The island has two systems for naming villages (noporanga, or "dwelling places"). In one system there are three villages called Mua, Muri, and St. John. Mua, meaning "front", is to the east. Muri, meaning "back" is west of Mua. After establishment of the Anglican church in 1916, a third village grew up to the west of Muri and took the name of the church, St. John. In the second system, Mua and Muri are combined under the name, Rotoapi, and contrasted with the new village which, in the second system, is called Vatiana. Anutans use the uninhabited island of Fatutaka, about 37 miles (60 km) to the southeast, as a place to hunt birds.

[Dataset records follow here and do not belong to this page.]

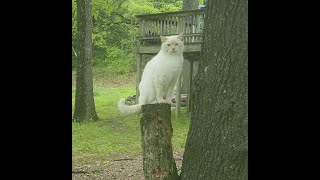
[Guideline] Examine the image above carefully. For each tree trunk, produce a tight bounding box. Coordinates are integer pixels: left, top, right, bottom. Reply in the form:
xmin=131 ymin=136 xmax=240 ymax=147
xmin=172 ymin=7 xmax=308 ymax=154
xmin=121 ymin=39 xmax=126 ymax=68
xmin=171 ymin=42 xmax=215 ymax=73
xmin=73 ymin=0 xmax=98 ymax=121
xmin=140 ymin=104 xmax=179 ymax=180
xmin=181 ymin=0 xmax=248 ymax=180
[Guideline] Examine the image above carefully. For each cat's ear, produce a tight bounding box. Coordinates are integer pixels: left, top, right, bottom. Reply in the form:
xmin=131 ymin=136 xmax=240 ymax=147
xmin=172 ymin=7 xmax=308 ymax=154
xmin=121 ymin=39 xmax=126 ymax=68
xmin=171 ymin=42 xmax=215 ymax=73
xmin=160 ymin=36 xmax=167 ymax=43
xmin=177 ymin=32 xmax=183 ymax=41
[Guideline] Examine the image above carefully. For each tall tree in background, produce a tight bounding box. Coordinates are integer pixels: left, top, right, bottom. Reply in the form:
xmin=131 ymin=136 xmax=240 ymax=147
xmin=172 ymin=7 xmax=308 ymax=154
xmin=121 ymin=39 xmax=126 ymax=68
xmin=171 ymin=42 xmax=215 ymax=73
xmin=182 ymin=0 xmax=199 ymax=11
xmin=73 ymin=0 xmax=98 ymax=122
xmin=181 ymin=0 xmax=248 ymax=180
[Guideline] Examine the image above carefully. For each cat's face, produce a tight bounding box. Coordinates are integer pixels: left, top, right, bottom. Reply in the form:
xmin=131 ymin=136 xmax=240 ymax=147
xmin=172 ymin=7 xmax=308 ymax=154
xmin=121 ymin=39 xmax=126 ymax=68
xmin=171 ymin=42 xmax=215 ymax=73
xmin=160 ymin=33 xmax=184 ymax=54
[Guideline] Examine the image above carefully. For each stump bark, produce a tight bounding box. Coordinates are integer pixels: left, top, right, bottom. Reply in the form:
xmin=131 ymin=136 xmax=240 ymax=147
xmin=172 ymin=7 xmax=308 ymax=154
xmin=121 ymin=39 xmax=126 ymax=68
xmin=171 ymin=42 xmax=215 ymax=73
xmin=140 ymin=104 xmax=179 ymax=180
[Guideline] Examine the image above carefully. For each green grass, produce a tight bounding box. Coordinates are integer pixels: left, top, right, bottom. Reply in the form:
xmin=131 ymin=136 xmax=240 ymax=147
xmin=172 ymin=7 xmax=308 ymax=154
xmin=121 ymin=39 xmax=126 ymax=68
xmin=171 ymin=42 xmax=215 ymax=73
xmin=72 ymin=68 xmax=190 ymax=164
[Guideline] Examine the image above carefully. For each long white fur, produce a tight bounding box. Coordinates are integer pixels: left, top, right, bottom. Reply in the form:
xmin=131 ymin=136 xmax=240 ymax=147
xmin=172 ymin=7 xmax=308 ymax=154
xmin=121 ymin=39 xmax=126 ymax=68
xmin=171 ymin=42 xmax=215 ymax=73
xmin=118 ymin=33 xmax=184 ymax=114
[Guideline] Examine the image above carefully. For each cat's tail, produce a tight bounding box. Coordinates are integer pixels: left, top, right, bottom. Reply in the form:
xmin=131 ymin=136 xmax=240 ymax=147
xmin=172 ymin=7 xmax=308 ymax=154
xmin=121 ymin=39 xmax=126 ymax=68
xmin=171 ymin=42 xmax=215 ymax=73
xmin=118 ymin=98 xmax=141 ymax=114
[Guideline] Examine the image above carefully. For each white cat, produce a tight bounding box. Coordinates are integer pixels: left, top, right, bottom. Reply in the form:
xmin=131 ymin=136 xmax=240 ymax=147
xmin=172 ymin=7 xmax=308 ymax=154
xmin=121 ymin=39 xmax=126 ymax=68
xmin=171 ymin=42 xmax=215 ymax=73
xmin=118 ymin=33 xmax=184 ymax=114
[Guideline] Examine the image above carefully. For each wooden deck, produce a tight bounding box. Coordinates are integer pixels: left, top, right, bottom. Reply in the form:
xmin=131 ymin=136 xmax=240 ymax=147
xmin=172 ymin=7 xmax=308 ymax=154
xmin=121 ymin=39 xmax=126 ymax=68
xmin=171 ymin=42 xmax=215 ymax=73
xmin=135 ymin=10 xmax=204 ymax=116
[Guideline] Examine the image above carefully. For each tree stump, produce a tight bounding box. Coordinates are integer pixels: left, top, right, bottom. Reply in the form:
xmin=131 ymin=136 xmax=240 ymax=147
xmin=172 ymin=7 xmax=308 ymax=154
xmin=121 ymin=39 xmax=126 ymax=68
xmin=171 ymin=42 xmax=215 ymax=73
xmin=140 ymin=104 xmax=179 ymax=180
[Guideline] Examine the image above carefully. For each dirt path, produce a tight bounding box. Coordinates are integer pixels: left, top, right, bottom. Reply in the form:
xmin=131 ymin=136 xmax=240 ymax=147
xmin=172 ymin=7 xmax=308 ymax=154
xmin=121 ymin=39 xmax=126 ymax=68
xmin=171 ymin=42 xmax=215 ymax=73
xmin=72 ymin=151 xmax=183 ymax=180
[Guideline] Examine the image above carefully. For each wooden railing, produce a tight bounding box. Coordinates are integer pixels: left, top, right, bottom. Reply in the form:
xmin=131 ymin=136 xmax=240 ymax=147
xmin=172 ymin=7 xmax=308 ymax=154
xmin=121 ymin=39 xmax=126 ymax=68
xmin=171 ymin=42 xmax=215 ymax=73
xmin=136 ymin=10 xmax=204 ymax=45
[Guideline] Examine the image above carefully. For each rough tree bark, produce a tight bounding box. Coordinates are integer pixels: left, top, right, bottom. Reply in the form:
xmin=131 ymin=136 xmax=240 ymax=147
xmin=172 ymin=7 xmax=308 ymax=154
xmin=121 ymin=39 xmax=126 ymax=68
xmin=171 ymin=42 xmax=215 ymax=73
xmin=73 ymin=0 xmax=98 ymax=121
xmin=140 ymin=104 xmax=179 ymax=180
xmin=181 ymin=0 xmax=248 ymax=180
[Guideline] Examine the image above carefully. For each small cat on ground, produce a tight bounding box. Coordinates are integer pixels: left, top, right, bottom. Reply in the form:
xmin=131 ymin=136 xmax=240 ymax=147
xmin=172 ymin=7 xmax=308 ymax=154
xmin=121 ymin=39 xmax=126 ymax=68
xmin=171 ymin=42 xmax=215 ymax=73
xmin=118 ymin=33 xmax=184 ymax=114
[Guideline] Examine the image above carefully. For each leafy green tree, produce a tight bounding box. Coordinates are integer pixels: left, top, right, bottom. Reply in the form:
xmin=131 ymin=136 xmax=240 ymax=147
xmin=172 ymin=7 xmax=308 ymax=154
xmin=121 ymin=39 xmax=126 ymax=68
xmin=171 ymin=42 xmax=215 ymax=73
xmin=73 ymin=0 xmax=98 ymax=122
xmin=72 ymin=0 xmax=182 ymax=73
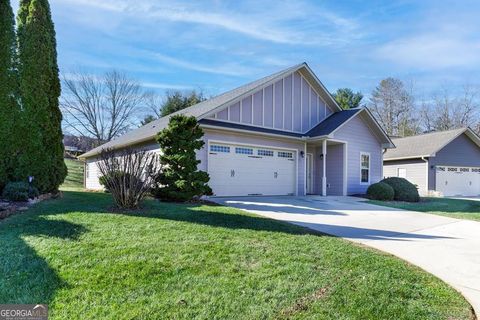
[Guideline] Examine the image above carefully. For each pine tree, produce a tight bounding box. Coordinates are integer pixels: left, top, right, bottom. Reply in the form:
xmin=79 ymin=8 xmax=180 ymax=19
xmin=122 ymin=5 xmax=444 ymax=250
xmin=0 ymin=0 xmax=19 ymax=191
xmin=152 ymin=115 xmax=212 ymax=201
xmin=17 ymin=0 xmax=67 ymax=192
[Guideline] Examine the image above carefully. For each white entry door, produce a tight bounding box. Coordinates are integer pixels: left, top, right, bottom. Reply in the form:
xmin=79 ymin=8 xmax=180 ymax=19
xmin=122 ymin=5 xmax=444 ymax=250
xmin=208 ymin=143 xmax=296 ymax=196
xmin=436 ymin=166 xmax=480 ymax=196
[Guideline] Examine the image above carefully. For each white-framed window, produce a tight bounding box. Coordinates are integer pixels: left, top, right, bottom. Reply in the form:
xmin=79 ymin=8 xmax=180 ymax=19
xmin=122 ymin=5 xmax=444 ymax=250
xmin=235 ymin=147 xmax=253 ymax=154
xmin=360 ymin=152 xmax=370 ymax=184
xmin=278 ymin=151 xmax=293 ymax=158
xmin=257 ymin=149 xmax=273 ymax=157
xmin=210 ymin=144 xmax=230 ymax=153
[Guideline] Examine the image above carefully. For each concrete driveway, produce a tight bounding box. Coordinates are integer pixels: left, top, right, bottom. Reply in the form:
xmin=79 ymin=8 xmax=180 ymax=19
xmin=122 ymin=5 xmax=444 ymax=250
xmin=212 ymin=196 xmax=480 ymax=314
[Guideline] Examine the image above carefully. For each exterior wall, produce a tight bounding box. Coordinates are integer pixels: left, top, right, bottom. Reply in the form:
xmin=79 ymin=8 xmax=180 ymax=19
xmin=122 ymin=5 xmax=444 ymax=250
xmin=428 ymin=134 xmax=480 ymax=190
xmin=334 ymin=116 xmax=383 ymax=194
xmin=201 ymin=129 xmax=306 ymax=195
xmin=211 ymin=72 xmax=332 ymax=133
xmin=81 ymin=141 xmax=160 ymax=190
xmin=326 ymin=144 xmax=343 ymax=196
xmin=383 ymin=159 xmax=429 ymax=196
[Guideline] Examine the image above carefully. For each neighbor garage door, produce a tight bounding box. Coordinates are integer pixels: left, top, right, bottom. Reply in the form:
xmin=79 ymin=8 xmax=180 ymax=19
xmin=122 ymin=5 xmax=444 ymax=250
xmin=208 ymin=143 xmax=296 ymax=196
xmin=436 ymin=166 xmax=480 ymax=196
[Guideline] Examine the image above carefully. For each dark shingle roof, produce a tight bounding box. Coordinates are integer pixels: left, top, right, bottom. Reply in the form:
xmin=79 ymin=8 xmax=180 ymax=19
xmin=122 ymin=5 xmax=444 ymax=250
xmin=306 ymin=109 xmax=362 ymax=137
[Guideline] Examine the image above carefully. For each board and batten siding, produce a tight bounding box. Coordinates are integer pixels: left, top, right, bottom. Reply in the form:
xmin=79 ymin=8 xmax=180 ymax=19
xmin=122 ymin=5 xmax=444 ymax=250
xmin=428 ymin=134 xmax=480 ymax=190
xmin=383 ymin=159 xmax=428 ymax=196
xmin=334 ymin=115 xmax=383 ymax=195
xmin=197 ymin=129 xmax=306 ymax=195
xmin=210 ymin=72 xmax=332 ymax=133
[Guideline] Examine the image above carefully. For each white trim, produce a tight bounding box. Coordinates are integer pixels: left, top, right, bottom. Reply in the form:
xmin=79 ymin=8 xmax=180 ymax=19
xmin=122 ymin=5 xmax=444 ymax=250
xmin=360 ymin=151 xmax=372 ymax=186
xmin=207 ymin=139 xmax=300 ymax=196
xmin=200 ymin=123 xmax=306 ymax=141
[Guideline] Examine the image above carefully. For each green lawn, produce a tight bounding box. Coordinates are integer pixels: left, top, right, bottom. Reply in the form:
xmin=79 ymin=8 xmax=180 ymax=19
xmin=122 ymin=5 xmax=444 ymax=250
xmin=60 ymin=159 xmax=83 ymax=191
xmin=369 ymin=198 xmax=480 ymax=220
xmin=0 ymin=191 xmax=472 ymax=320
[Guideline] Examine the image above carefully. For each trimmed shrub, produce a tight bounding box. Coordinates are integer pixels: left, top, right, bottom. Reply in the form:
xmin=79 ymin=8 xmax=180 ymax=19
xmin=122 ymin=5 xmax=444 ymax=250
xmin=367 ymin=182 xmax=395 ymax=201
xmin=2 ymin=182 xmax=39 ymax=201
xmin=381 ymin=177 xmax=420 ymax=202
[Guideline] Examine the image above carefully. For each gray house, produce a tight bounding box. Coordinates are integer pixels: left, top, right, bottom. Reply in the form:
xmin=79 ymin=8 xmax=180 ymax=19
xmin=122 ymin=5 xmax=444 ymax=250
xmin=383 ymin=128 xmax=480 ymax=196
xmin=80 ymin=63 xmax=394 ymax=196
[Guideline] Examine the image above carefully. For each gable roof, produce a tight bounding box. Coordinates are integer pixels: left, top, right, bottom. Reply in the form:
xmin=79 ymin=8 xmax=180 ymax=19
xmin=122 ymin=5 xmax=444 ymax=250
xmin=383 ymin=128 xmax=480 ymax=160
xmin=79 ymin=62 xmax=342 ymax=158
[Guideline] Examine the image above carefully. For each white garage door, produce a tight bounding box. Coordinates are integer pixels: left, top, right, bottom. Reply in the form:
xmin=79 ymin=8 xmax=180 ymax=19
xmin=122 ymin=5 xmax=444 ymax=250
xmin=436 ymin=166 xmax=480 ymax=196
xmin=208 ymin=143 xmax=296 ymax=196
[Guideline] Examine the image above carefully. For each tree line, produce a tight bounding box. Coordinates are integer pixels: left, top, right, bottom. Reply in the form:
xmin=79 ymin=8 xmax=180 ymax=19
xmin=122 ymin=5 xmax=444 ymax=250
xmin=334 ymin=77 xmax=480 ymax=137
xmin=0 ymin=0 xmax=67 ymax=192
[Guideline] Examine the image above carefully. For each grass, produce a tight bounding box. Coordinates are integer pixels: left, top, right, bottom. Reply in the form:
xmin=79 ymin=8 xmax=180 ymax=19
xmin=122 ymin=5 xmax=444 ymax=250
xmin=0 ymin=191 xmax=472 ymax=320
xmin=369 ymin=198 xmax=480 ymax=221
xmin=60 ymin=159 xmax=83 ymax=191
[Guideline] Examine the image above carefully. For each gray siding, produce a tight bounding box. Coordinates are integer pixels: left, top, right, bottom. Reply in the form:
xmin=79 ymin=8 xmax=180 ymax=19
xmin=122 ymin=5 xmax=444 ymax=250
xmin=428 ymin=134 xmax=480 ymax=190
xmin=383 ymin=159 xmax=428 ymax=196
xmin=210 ymin=72 xmax=332 ymax=133
xmin=334 ymin=115 xmax=383 ymax=194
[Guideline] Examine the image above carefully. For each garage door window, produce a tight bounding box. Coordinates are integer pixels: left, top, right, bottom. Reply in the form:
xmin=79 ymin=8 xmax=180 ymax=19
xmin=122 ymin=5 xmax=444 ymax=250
xmin=360 ymin=152 xmax=370 ymax=184
xmin=235 ymin=148 xmax=253 ymax=154
xmin=210 ymin=144 xmax=230 ymax=153
xmin=278 ymin=151 xmax=293 ymax=158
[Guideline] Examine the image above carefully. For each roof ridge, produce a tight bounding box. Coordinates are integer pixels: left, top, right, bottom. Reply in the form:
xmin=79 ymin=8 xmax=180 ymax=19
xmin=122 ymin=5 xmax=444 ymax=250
xmin=392 ymin=127 xmax=468 ymax=140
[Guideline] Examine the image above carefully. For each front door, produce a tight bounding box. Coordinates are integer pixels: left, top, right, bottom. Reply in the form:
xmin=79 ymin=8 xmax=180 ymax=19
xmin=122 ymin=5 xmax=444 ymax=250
xmin=307 ymin=153 xmax=313 ymax=194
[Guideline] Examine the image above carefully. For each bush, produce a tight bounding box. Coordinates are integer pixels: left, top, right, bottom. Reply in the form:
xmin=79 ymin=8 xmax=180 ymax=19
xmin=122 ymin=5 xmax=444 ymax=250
xmin=2 ymin=182 xmax=39 ymax=201
xmin=381 ymin=177 xmax=420 ymax=202
xmin=367 ymin=182 xmax=395 ymax=201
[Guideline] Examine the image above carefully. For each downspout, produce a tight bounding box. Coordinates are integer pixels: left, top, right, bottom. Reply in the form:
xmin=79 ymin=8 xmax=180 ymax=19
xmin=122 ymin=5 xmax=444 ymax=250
xmin=421 ymin=156 xmax=430 ymax=196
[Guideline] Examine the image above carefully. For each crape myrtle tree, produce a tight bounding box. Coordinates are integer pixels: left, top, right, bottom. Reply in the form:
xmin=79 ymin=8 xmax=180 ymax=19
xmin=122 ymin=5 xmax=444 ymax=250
xmin=152 ymin=115 xmax=212 ymax=202
xmin=16 ymin=0 xmax=67 ymax=192
xmin=0 ymin=0 xmax=19 ymax=191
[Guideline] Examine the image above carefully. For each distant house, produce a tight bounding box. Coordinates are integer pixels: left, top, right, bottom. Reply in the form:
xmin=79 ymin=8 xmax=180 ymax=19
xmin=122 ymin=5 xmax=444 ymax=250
xmin=80 ymin=63 xmax=394 ymax=196
xmin=383 ymin=128 xmax=480 ymax=196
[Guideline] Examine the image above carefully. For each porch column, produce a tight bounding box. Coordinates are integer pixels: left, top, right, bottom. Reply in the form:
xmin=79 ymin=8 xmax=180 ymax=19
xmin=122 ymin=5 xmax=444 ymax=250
xmin=322 ymin=140 xmax=327 ymax=197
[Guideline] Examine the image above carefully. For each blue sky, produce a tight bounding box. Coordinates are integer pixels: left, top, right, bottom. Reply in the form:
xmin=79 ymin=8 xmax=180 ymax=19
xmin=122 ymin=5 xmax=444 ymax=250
xmin=12 ymin=0 xmax=480 ymax=99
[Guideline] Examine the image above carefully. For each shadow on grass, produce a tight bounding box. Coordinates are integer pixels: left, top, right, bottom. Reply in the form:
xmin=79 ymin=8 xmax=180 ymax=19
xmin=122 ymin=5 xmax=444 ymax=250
xmin=0 ymin=204 xmax=87 ymax=304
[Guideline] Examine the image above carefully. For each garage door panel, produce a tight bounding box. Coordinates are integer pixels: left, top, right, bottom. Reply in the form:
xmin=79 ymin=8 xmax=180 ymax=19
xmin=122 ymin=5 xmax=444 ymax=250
xmin=208 ymin=143 xmax=296 ymax=196
xmin=436 ymin=166 xmax=480 ymax=196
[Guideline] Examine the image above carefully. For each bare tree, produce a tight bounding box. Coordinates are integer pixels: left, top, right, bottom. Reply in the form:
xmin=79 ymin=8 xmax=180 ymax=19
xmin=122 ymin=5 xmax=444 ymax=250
xmin=369 ymin=78 xmax=420 ymax=136
xmin=98 ymin=149 xmax=160 ymax=209
xmin=61 ymin=70 xmax=145 ymax=145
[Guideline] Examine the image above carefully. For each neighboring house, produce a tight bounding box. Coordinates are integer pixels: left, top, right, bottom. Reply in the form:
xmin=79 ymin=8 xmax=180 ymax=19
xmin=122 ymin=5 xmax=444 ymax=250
xmin=383 ymin=128 xmax=480 ymax=196
xmin=80 ymin=63 xmax=394 ymax=196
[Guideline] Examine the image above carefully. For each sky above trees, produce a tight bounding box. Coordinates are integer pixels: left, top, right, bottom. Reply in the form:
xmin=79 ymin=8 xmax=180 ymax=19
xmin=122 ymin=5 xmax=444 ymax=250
xmin=12 ymin=0 xmax=480 ymax=96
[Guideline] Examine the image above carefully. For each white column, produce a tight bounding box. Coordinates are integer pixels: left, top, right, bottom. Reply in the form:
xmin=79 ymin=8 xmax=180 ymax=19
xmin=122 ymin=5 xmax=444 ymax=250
xmin=322 ymin=140 xmax=327 ymax=197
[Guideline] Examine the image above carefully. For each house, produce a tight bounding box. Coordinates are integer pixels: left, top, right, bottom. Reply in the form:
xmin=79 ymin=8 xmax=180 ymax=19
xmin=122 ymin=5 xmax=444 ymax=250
xmin=383 ymin=128 xmax=480 ymax=196
xmin=80 ymin=63 xmax=394 ymax=196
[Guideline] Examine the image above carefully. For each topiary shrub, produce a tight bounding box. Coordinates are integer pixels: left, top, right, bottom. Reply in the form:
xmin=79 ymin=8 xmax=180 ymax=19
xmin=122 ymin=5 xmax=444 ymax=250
xmin=381 ymin=177 xmax=420 ymax=202
xmin=367 ymin=182 xmax=395 ymax=201
xmin=2 ymin=182 xmax=39 ymax=201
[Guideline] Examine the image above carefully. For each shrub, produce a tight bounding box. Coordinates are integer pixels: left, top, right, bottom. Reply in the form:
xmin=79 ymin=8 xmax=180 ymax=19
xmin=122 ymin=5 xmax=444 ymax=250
xmin=2 ymin=182 xmax=39 ymax=201
xmin=152 ymin=115 xmax=212 ymax=202
xmin=98 ymin=149 xmax=159 ymax=209
xmin=367 ymin=182 xmax=395 ymax=201
xmin=381 ymin=177 xmax=420 ymax=202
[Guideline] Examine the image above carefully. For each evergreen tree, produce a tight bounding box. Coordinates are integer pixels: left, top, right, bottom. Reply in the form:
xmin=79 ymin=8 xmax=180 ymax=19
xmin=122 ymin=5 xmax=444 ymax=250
xmin=0 ymin=0 xmax=19 ymax=191
xmin=152 ymin=115 xmax=212 ymax=201
xmin=16 ymin=0 xmax=67 ymax=192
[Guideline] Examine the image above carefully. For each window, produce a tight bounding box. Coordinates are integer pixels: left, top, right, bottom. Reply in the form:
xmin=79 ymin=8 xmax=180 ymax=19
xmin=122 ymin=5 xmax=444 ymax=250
xmin=257 ymin=149 xmax=273 ymax=157
xmin=235 ymin=147 xmax=253 ymax=154
xmin=360 ymin=152 xmax=370 ymax=184
xmin=278 ymin=151 xmax=293 ymax=158
xmin=210 ymin=144 xmax=230 ymax=153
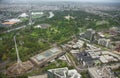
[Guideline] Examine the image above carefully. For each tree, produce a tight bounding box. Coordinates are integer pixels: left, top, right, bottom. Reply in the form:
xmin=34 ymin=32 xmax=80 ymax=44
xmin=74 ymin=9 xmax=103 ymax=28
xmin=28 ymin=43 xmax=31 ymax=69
xmin=2 ymin=54 xmax=7 ymax=61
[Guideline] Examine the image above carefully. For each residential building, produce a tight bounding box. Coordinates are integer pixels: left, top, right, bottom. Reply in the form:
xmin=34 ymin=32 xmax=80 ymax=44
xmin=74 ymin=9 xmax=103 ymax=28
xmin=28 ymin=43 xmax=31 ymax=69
xmin=84 ymin=29 xmax=96 ymax=42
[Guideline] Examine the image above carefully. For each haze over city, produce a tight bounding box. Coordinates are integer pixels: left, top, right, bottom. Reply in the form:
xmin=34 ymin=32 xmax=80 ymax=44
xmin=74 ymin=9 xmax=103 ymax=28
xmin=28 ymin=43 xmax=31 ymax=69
xmin=0 ymin=0 xmax=120 ymax=78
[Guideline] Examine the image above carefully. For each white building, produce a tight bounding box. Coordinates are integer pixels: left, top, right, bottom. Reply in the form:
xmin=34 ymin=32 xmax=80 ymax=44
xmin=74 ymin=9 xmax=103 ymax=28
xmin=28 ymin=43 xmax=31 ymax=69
xmin=98 ymin=38 xmax=110 ymax=47
xmin=48 ymin=67 xmax=81 ymax=78
xmin=18 ymin=13 xmax=28 ymax=18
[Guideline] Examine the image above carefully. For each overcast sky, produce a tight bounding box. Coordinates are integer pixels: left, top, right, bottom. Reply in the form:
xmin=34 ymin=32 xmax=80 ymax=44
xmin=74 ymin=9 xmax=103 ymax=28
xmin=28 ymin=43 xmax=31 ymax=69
xmin=0 ymin=0 xmax=120 ymax=2
xmin=44 ymin=0 xmax=120 ymax=2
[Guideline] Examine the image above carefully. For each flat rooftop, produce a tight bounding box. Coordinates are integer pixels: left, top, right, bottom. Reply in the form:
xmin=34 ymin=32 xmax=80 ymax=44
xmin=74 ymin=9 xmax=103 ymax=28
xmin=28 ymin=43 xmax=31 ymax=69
xmin=30 ymin=47 xmax=63 ymax=65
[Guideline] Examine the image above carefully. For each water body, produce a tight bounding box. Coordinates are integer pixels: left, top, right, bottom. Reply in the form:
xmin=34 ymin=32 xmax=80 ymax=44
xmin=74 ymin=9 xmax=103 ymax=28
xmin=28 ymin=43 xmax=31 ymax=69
xmin=48 ymin=12 xmax=54 ymax=18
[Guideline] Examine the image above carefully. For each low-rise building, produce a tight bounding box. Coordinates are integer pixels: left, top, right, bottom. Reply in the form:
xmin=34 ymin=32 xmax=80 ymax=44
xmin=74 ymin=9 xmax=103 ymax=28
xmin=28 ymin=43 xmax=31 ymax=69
xmin=88 ymin=67 xmax=115 ymax=78
xmin=48 ymin=67 xmax=81 ymax=78
xmin=98 ymin=38 xmax=110 ymax=47
xmin=28 ymin=74 xmax=48 ymax=78
xmin=30 ymin=47 xmax=65 ymax=66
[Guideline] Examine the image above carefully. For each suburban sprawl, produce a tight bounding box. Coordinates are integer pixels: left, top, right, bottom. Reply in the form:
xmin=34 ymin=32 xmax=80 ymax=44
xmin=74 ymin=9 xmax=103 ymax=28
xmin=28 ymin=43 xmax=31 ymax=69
xmin=0 ymin=1 xmax=120 ymax=78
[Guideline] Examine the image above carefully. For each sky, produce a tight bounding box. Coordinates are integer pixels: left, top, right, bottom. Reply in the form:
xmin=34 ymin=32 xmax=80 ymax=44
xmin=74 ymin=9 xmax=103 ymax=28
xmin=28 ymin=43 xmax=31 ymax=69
xmin=0 ymin=0 xmax=120 ymax=2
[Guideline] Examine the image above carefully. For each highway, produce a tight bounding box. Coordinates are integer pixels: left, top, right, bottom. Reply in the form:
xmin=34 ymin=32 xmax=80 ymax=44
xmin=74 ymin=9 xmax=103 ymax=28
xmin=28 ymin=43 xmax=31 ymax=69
xmin=4 ymin=25 xmax=26 ymax=33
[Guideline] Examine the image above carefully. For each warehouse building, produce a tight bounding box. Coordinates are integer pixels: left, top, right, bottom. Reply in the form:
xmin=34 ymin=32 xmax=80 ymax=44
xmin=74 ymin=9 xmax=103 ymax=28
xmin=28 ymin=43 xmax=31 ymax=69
xmin=30 ymin=47 xmax=65 ymax=66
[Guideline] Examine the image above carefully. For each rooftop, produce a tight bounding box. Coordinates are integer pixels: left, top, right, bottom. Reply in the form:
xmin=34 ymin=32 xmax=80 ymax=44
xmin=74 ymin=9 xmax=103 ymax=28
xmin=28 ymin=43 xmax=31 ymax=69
xmin=48 ymin=67 xmax=81 ymax=78
xmin=30 ymin=47 xmax=63 ymax=65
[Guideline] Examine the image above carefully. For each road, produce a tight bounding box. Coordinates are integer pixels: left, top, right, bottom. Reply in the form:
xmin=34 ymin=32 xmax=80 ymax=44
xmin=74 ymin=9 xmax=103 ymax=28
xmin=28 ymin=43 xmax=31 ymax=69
xmin=4 ymin=25 xmax=26 ymax=33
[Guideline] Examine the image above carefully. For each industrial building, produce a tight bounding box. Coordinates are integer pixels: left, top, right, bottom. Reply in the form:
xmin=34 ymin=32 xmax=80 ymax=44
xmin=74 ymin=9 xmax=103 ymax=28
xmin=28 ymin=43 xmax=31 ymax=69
xmin=88 ymin=66 xmax=115 ymax=78
xmin=98 ymin=38 xmax=110 ymax=47
xmin=30 ymin=47 xmax=65 ymax=66
xmin=48 ymin=67 xmax=81 ymax=78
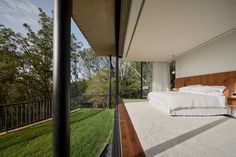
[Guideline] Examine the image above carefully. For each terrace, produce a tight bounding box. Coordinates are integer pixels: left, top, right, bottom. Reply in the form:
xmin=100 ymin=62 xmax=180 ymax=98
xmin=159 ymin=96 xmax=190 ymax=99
xmin=0 ymin=0 xmax=236 ymax=157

An important value in Anutan society is aropa, which emphasizes collaboration, sharing and compassion for others. The concept of aropa encourages islanders to share their finite resources equitably. Because Anuta's high population density has not had a severely negative impact on the island's ecosystem, Anuta has attracted interest from scientists interested in sustainability. The BBC documentary series South Pacific devotes part of an episode to the ability of Anutans to maintain their island's bounty, contrasting it with the environmental destruction found on Easter Island.
The Anuta tribe takes care to fulfil their needs with respect to the environment, to preserve it. At certain times they do not catch certain fish or hunt animals.
Anthropologist Raymond Firth visited Anuta for a day in 1952. Ethnobotanist Douglas Yen, along with archaeologists Patrick Kirch and Paul Rosendahl, spent about two months there in 1971, and anthropologist Richard Feinberg lived on Anuta for almost a year in 1972-73. He has remained in communication with the Anutan community from that time onward and has made several additional visits.
In January 2005 Italian documentarists Elisabetta (Lizzi) Eordegh and Carlo Auriemma sailed aboard the sailing boat "Barca Pulita" with a crew of four (including two doctors) and visited the island for one week. In 2006, Bruce Parry of the BBC visited for several weeks, during which he and his team filmed an episode of the TV show, Tribe. In 2008, another film team from the BBC made a brief visit, and in 2012 a team from the Seoul Broadcasting Service filmed a TV show there for a Korean audience.